Complex Hyperbolic space and $U(1,n)$ Consider the projective model of $HP^{n}$ it is an open subset of the projective space, as an open subset we can restrict the FS form of $\mathbb{C}P^{n}$, given by the hermitian inner product of signature $(1,n)$ in $\mathbb{C}^{n+1}$. 
What I want to prove is that this form restricted to the hyperbolic is invariant under the action of $U(1,n)$. 
I read on Epstein's Analytical and Geometric aspects of hyperbolic space that the tangent space of a point in the hyperbolic is isomorphic to the ortogonal space of that point, considering any lift. Is this because you can see the projective space as a quotient of the unit sphere? 

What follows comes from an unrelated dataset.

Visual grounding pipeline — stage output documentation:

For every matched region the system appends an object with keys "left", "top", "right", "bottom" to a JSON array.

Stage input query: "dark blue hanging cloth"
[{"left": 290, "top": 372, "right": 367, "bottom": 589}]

I was thinking to use this representation to try proving the invariance.
Or if anyone knows another path it would be more that welcome.
 A: This should just be a simple calculation in multivariable calculus. The calculation takes place entirely in the indefinite inner product space, not in the projective space.

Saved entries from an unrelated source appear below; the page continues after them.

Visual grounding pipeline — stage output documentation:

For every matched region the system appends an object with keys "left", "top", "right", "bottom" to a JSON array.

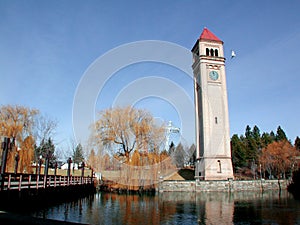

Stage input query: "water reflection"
[{"left": 32, "top": 190, "right": 300, "bottom": 225}]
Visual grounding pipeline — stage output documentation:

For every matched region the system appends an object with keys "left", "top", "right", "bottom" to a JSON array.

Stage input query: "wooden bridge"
[
  {"left": 0, "top": 172, "right": 94, "bottom": 191},
  {"left": 0, "top": 172, "right": 96, "bottom": 211},
  {"left": 0, "top": 137, "right": 97, "bottom": 211}
]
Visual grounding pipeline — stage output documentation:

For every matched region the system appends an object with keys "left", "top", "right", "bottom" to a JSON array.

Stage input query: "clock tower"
[{"left": 192, "top": 28, "right": 234, "bottom": 180}]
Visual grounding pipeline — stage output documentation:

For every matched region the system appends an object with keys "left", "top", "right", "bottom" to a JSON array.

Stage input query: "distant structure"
[
  {"left": 165, "top": 121, "right": 180, "bottom": 150},
  {"left": 191, "top": 28, "right": 234, "bottom": 180}
]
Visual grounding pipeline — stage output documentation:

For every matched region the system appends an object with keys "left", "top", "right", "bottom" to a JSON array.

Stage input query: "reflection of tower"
[
  {"left": 191, "top": 28, "right": 234, "bottom": 180},
  {"left": 196, "top": 192, "right": 234, "bottom": 224},
  {"left": 165, "top": 121, "right": 180, "bottom": 150}
]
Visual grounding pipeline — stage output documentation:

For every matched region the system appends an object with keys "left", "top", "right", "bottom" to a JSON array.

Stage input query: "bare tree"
[
  {"left": 91, "top": 106, "right": 165, "bottom": 161},
  {"left": 34, "top": 114, "right": 57, "bottom": 146}
]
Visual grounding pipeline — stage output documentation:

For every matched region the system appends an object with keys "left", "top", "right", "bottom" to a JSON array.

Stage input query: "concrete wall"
[{"left": 159, "top": 179, "right": 289, "bottom": 192}]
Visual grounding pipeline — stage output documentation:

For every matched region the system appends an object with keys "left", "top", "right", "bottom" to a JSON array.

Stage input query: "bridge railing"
[{"left": 0, "top": 173, "right": 94, "bottom": 191}]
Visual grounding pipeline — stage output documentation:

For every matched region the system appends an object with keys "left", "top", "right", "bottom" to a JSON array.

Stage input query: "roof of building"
[{"left": 199, "top": 27, "right": 222, "bottom": 43}]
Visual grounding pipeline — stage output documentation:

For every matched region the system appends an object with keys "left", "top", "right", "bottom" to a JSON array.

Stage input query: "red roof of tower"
[{"left": 199, "top": 28, "right": 222, "bottom": 43}]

Let me state what happens in the real hyperbolic setting as opposed to the complex hyperbolic setting. The only differences arise in calculus and linear algebra over $\mathbb{C}$ rather than over $\mathbb{R}$, but the notation is simpler over $\mathbb{R}$.

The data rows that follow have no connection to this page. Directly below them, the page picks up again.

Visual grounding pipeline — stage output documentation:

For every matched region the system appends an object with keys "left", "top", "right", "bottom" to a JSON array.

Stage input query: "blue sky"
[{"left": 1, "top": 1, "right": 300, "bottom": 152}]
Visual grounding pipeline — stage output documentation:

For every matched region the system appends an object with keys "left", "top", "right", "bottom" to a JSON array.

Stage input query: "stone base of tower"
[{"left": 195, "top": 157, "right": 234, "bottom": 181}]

Consider $\mathbb{R}^{n+1}$ with coordinates $x_1,...,x_{n+1}$, and use the bilinear pairing 
$$x \cdot y = x_1 y_1 - x_2 y_2 - ... - x_{n+1} y_{n+1}
$$ 
with associated indefinite norm of signature $(1,n)$ given by 
$$|x|^2 = |x_1|^2 - |x_2|^2 - ... - |x_{n+1}|^2
$$ 
We are considering one sheet of the two-sheeted hyperboloid, namely 
$$\mathbb{RH}^n = \{x \in \mathbb{R}^{n+1} \mid |x|^2=1, \, x_1 > 0\}
$$ 
Given $p \in \mathbb{RH}^n$, the fact that the tangent space of $\mathbb{RH}^n$ at $p$ is the orthogonal subspace at $p$ should be a simple multivariable calculus problem. By definition $\mathbb{RH}^n$ is a level set of $|x|^2$ passing through $p$. And a simple calculation shows that the tangent space of that level set at $p$ is equal (up to a constant factor of $2$) to the orthogonal subspace of the vector $p$, where "orthogonality" is determined using the indefinite inner product. 
The courage to believe this comes from the fact that it's all obvious using the standard Euclidean norm on $\mathbb{R}^{n+1}$, using the unit sphere $S^n$ as a level set of the norm: at a point $p \in S^n$, a calculation shows that $p$ equals the gradient of the norm at $p$ (up to a factor of $2$); and the tangent space of $S^n$ at $p$ equals the orthogonal subspace of the gradient vector.